A data storage device is a device for recording (storing) information (data).
Recording can be done using virtually any form of energy, spanning vibrations (phonographs)
to electromagnetic (light writing a DVD or CDROM, electricity creating a controlled magnetic
field to write on magnetic storage tape).
A storage device may hold information, process information, or both. A device that
only holds information is a recording medium. Devices that process information (data
storage equipment) may either access a separate portable (removable) recording medium
or a permanent component to store and retrieve information.
Electronic data storage is storage which requires electrical power to store
and retrieve that data. Most storage devices that do not require vision and a brain
to read data fall into this category. Electromagnetic data may be stored in either an
analog or digital format on a variety of mediums. This type of data is considered to be
electronically encoded data, whether or not it is electronically stored in a semiconductor
device, for it is certain that a semiconductor device was used to record it on its medium.

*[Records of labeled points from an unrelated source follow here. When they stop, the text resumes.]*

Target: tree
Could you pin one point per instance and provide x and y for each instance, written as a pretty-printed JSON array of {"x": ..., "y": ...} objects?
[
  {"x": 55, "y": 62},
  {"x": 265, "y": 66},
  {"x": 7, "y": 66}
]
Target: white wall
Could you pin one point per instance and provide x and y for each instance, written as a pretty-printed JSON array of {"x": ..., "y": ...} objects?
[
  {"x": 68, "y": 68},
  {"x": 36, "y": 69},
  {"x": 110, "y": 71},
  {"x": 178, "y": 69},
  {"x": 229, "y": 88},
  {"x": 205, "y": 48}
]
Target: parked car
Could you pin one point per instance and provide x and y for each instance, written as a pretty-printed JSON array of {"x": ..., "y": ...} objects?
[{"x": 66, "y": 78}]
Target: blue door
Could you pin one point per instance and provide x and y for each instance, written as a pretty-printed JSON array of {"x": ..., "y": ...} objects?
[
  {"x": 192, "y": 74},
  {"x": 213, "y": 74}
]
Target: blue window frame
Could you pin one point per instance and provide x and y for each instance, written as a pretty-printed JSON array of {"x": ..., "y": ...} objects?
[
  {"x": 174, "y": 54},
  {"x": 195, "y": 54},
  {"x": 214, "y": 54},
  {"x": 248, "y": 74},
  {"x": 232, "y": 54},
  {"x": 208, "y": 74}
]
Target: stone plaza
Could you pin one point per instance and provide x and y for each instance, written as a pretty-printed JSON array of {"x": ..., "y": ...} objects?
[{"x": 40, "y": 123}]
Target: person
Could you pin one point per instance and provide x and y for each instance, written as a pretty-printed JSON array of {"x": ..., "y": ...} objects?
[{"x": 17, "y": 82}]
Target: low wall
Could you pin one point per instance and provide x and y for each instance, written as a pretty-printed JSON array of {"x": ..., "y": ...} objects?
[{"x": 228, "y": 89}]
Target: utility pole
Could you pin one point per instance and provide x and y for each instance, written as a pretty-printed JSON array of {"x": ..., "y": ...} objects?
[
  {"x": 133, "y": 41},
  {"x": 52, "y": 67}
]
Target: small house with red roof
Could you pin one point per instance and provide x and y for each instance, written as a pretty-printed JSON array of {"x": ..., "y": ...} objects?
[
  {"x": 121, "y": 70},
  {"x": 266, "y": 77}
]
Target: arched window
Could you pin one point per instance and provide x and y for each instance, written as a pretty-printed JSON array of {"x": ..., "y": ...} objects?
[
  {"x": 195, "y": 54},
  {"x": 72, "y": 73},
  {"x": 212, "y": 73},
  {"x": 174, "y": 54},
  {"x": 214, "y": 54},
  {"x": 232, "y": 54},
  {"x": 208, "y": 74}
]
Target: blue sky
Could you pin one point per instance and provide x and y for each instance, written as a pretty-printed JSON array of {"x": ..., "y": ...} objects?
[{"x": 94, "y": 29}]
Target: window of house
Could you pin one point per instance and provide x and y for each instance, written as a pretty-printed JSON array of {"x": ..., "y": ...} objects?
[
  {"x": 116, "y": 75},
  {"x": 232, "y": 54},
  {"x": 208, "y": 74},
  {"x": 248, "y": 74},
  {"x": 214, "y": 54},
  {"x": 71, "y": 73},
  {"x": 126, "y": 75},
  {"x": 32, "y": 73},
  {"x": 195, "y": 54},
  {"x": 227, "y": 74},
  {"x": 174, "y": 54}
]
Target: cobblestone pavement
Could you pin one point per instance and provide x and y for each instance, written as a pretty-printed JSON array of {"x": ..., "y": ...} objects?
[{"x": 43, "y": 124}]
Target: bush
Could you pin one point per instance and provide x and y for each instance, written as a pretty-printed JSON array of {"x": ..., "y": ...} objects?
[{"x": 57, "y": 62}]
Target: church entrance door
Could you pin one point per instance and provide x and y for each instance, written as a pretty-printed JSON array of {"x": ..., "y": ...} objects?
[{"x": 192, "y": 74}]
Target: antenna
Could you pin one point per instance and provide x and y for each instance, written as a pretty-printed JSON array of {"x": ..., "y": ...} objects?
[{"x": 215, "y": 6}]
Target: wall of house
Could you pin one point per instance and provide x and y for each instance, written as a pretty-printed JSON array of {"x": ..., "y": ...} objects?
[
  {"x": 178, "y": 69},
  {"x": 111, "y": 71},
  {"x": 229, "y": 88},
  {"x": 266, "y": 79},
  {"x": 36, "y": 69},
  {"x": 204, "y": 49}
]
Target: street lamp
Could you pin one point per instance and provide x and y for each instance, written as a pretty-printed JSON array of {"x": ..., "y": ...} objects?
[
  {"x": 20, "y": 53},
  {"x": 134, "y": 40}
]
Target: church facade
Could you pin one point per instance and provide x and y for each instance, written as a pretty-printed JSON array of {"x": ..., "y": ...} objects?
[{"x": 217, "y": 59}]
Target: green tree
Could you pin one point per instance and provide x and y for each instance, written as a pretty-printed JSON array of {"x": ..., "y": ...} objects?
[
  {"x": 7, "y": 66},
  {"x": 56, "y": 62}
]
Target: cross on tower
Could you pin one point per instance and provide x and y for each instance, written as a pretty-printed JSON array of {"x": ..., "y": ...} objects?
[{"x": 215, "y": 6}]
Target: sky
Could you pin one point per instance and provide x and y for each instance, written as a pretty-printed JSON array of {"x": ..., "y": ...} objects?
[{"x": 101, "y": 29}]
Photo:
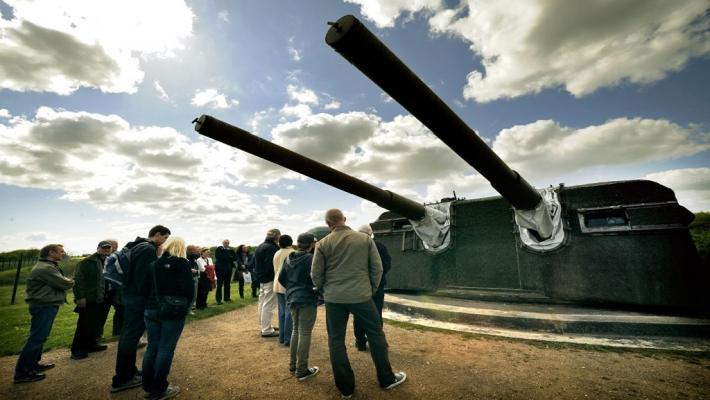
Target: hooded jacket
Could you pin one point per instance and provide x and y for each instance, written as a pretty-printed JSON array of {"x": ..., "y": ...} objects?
[
  {"x": 295, "y": 276},
  {"x": 89, "y": 279},
  {"x": 47, "y": 285},
  {"x": 264, "y": 261}
]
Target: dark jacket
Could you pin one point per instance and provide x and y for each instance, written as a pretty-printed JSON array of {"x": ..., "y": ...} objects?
[
  {"x": 295, "y": 276},
  {"x": 172, "y": 278},
  {"x": 142, "y": 254},
  {"x": 47, "y": 285},
  {"x": 89, "y": 279},
  {"x": 386, "y": 264},
  {"x": 224, "y": 258},
  {"x": 264, "y": 261}
]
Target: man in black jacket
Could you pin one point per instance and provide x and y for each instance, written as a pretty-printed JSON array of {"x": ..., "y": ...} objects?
[
  {"x": 225, "y": 256},
  {"x": 143, "y": 253},
  {"x": 91, "y": 305},
  {"x": 379, "y": 296},
  {"x": 264, "y": 269},
  {"x": 301, "y": 298}
]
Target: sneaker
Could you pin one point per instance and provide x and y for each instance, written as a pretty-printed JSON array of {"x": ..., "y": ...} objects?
[
  {"x": 129, "y": 384},
  {"x": 169, "y": 393},
  {"x": 43, "y": 367},
  {"x": 33, "y": 377},
  {"x": 399, "y": 379},
  {"x": 312, "y": 371},
  {"x": 98, "y": 347},
  {"x": 79, "y": 356}
]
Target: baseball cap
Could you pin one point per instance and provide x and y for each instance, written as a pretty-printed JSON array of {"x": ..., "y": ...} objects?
[
  {"x": 305, "y": 239},
  {"x": 273, "y": 233}
]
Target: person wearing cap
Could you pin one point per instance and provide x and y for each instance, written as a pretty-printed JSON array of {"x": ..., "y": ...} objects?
[
  {"x": 379, "y": 296},
  {"x": 225, "y": 257},
  {"x": 89, "y": 296},
  {"x": 264, "y": 270},
  {"x": 285, "y": 321},
  {"x": 347, "y": 270},
  {"x": 295, "y": 276}
]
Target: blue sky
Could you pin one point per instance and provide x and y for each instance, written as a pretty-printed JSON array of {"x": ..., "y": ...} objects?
[{"x": 96, "y": 100}]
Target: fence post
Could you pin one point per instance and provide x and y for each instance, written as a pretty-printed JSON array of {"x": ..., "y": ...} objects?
[{"x": 17, "y": 278}]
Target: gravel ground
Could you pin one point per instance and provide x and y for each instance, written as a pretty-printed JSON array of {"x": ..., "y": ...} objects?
[{"x": 224, "y": 357}]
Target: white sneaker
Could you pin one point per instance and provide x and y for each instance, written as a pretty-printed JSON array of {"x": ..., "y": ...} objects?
[
  {"x": 399, "y": 379},
  {"x": 312, "y": 371}
]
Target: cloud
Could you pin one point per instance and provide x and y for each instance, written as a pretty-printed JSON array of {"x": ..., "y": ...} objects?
[
  {"x": 213, "y": 99},
  {"x": 302, "y": 95},
  {"x": 161, "y": 92},
  {"x": 104, "y": 161},
  {"x": 62, "y": 46},
  {"x": 36, "y": 237},
  {"x": 691, "y": 186},
  {"x": 545, "y": 148},
  {"x": 293, "y": 51},
  {"x": 540, "y": 44},
  {"x": 333, "y": 105},
  {"x": 298, "y": 111},
  {"x": 385, "y": 13},
  {"x": 223, "y": 16}
]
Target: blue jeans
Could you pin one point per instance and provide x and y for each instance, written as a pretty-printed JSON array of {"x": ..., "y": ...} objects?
[
  {"x": 41, "y": 325},
  {"x": 336, "y": 320},
  {"x": 133, "y": 328},
  {"x": 285, "y": 320},
  {"x": 304, "y": 317},
  {"x": 163, "y": 336}
]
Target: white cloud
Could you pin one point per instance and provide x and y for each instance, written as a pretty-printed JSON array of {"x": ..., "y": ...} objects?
[
  {"x": 223, "y": 16},
  {"x": 385, "y": 13},
  {"x": 333, "y": 105},
  {"x": 582, "y": 47},
  {"x": 213, "y": 99},
  {"x": 302, "y": 95},
  {"x": 544, "y": 147},
  {"x": 104, "y": 161},
  {"x": 278, "y": 200},
  {"x": 62, "y": 46},
  {"x": 293, "y": 51},
  {"x": 691, "y": 186},
  {"x": 298, "y": 111},
  {"x": 161, "y": 92}
]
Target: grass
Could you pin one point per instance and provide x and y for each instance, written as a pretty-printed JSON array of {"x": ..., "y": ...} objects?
[{"x": 15, "y": 319}]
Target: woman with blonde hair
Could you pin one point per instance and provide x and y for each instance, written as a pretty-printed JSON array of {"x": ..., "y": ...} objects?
[{"x": 170, "y": 278}]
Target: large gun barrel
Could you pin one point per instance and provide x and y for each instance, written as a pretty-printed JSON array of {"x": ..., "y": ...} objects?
[
  {"x": 349, "y": 37},
  {"x": 241, "y": 139}
]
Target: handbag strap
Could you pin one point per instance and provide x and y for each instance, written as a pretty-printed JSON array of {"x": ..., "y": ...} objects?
[{"x": 155, "y": 281}]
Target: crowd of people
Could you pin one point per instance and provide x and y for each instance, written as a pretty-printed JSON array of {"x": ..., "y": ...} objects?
[{"x": 166, "y": 279}]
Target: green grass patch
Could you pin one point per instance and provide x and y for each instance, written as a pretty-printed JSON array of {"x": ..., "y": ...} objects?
[{"x": 15, "y": 319}]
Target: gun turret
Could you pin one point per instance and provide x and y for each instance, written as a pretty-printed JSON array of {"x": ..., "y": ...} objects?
[{"x": 349, "y": 37}]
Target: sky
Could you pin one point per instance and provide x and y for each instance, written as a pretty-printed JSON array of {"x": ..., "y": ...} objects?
[{"x": 97, "y": 99}]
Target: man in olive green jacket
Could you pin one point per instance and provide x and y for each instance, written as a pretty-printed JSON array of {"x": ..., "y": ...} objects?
[
  {"x": 46, "y": 291},
  {"x": 89, "y": 295},
  {"x": 347, "y": 270}
]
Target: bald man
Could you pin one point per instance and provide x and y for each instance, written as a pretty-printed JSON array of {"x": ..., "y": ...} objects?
[{"x": 347, "y": 270}]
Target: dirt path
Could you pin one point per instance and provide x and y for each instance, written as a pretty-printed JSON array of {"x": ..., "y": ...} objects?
[{"x": 225, "y": 358}]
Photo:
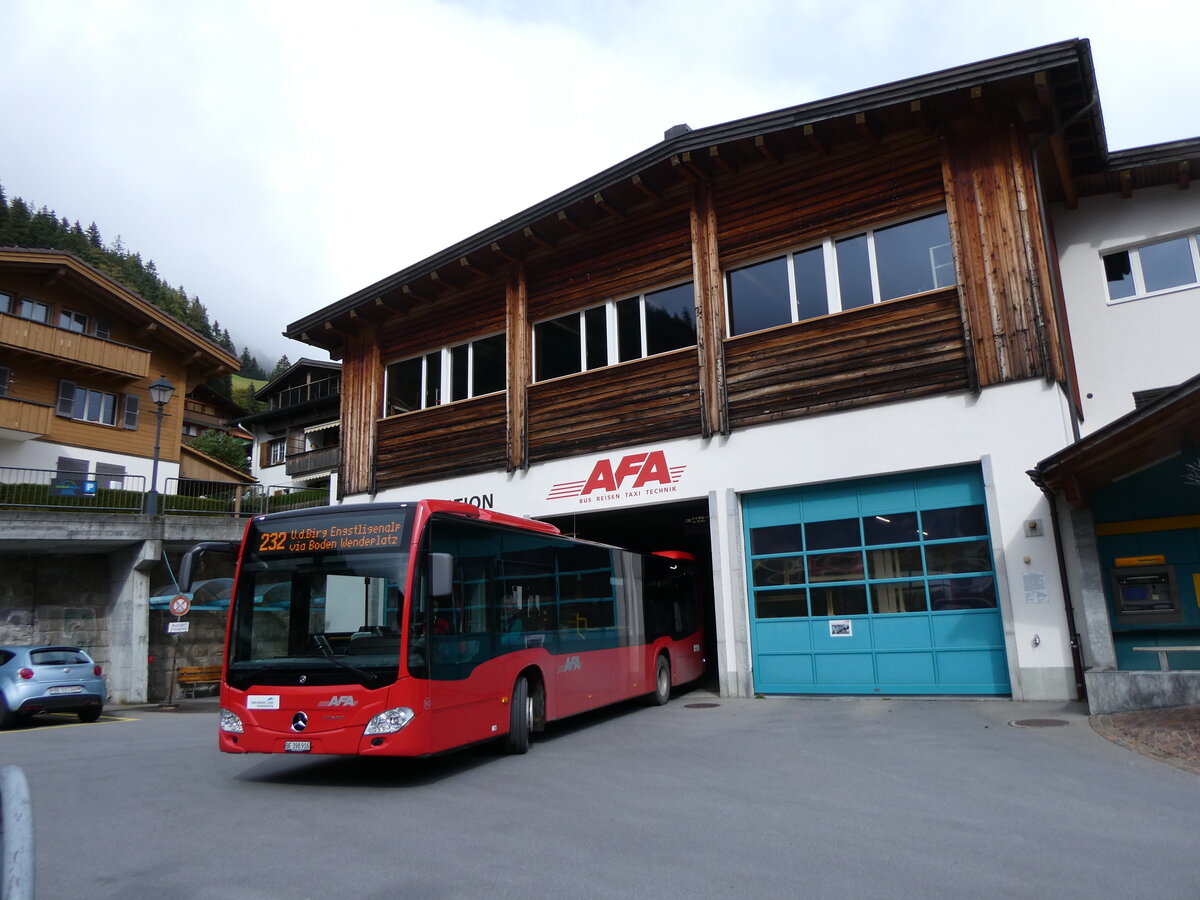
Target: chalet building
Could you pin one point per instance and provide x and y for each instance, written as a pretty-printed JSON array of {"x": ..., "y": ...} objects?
[
  {"x": 297, "y": 439},
  {"x": 819, "y": 347},
  {"x": 77, "y": 355}
]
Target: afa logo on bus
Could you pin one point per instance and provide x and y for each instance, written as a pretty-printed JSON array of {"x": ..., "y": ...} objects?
[{"x": 635, "y": 474}]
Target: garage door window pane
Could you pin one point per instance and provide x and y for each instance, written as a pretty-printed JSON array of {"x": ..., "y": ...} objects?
[
  {"x": 780, "y": 570},
  {"x": 961, "y": 557},
  {"x": 958, "y": 522},
  {"x": 835, "y": 533},
  {"x": 899, "y": 597},
  {"x": 892, "y": 528},
  {"x": 840, "y": 600},
  {"x": 963, "y": 593},
  {"x": 777, "y": 539},
  {"x": 780, "y": 604},
  {"x": 895, "y": 563},
  {"x": 835, "y": 567}
]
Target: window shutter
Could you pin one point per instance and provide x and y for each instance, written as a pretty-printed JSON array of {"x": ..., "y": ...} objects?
[
  {"x": 131, "y": 409},
  {"x": 66, "y": 399}
]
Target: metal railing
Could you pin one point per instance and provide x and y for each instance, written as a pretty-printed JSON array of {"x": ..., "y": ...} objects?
[
  {"x": 82, "y": 492},
  {"x": 52, "y": 489}
]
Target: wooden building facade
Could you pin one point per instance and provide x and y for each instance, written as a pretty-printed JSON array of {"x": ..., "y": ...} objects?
[{"x": 870, "y": 273}]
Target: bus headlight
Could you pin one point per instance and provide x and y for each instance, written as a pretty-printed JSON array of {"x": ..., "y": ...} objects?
[
  {"x": 231, "y": 723},
  {"x": 389, "y": 721}
]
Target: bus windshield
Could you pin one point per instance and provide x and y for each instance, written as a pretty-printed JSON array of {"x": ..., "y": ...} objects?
[{"x": 327, "y": 607}]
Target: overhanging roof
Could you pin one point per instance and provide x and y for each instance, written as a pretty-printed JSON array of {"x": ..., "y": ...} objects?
[
  {"x": 1069, "y": 90},
  {"x": 1134, "y": 442}
]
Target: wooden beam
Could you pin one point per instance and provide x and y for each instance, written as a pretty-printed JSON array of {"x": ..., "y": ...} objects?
[
  {"x": 723, "y": 162},
  {"x": 533, "y": 237},
  {"x": 607, "y": 207},
  {"x": 503, "y": 253},
  {"x": 569, "y": 223},
  {"x": 763, "y": 147},
  {"x": 641, "y": 185},
  {"x": 865, "y": 130},
  {"x": 919, "y": 113},
  {"x": 815, "y": 142},
  {"x": 516, "y": 300},
  {"x": 466, "y": 265},
  {"x": 685, "y": 166}
]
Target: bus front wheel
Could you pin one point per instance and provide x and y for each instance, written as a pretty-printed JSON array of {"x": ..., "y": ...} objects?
[
  {"x": 661, "y": 682},
  {"x": 520, "y": 718}
]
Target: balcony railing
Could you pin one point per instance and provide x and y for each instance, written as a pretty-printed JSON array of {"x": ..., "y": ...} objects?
[
  {"x": 306, "y": 393},
  {"x": 25, "y": 417},
  {"x": 95, "y": 353},
  {"x": 325, "y": 459},
  {"x": 83, "y": 492}
]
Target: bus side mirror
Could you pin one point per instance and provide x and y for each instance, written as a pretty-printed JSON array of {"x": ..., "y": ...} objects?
[
  {"x": 209, "y": 556},
  {"x": 441, "y": 575}
]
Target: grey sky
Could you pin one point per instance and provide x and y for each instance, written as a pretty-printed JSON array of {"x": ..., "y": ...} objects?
[{"x": 273, "y": 157}]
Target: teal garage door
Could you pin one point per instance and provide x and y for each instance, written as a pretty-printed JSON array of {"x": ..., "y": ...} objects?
[{"x": 882, "y": 586}]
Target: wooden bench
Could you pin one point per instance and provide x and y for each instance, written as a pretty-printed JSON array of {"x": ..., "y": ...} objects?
[
  {"x": 192, "y": 677},
  {"x": 1163, "y": 651}
]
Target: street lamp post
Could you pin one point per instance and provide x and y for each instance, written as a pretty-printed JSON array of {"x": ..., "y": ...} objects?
[{"x": 160, "y": 395}]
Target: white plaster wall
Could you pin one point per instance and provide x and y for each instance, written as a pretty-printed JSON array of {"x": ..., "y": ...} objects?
[
  {"x": 45, "y": 455},
  {"x": 1133, "y": 345},
  {"x": 1007, "y": 429}
]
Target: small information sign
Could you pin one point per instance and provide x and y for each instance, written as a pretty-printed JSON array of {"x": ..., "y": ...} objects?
[{"x": 180, "y": 605}]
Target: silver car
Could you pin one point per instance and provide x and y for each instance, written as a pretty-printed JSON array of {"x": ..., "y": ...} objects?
[{"x": 49, "y": 679}]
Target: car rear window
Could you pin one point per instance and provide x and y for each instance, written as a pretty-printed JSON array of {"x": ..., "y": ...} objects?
[{"x": 57, "y": 657}]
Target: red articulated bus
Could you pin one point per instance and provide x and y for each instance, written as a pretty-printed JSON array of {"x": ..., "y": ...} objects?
[{"x": 411, "y": 629}]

Most electronically processed data storage media (including some forms of computer data storage)
are considered permanent (non-volatile) storage, that is, the data will remain stored when
power is removed from the device. In contrast, most electronically stored
information within most types of semiconductor (computer chips) microcircuits are
volatile memory, for it vanishes if power is removed.
With the exception of barcodes and OCR data, electronic data storage is easier to revise
and may be more cost effective than alternative methods due to smaller physical space
requirements and the ease of replacing (rewriting) data on the same medium.
However, the durability of methods such as printed data is still superior
to that of most electronic storage media. The durability limitations may be
overcome with the ease of duplicating (backing-up) electronic data.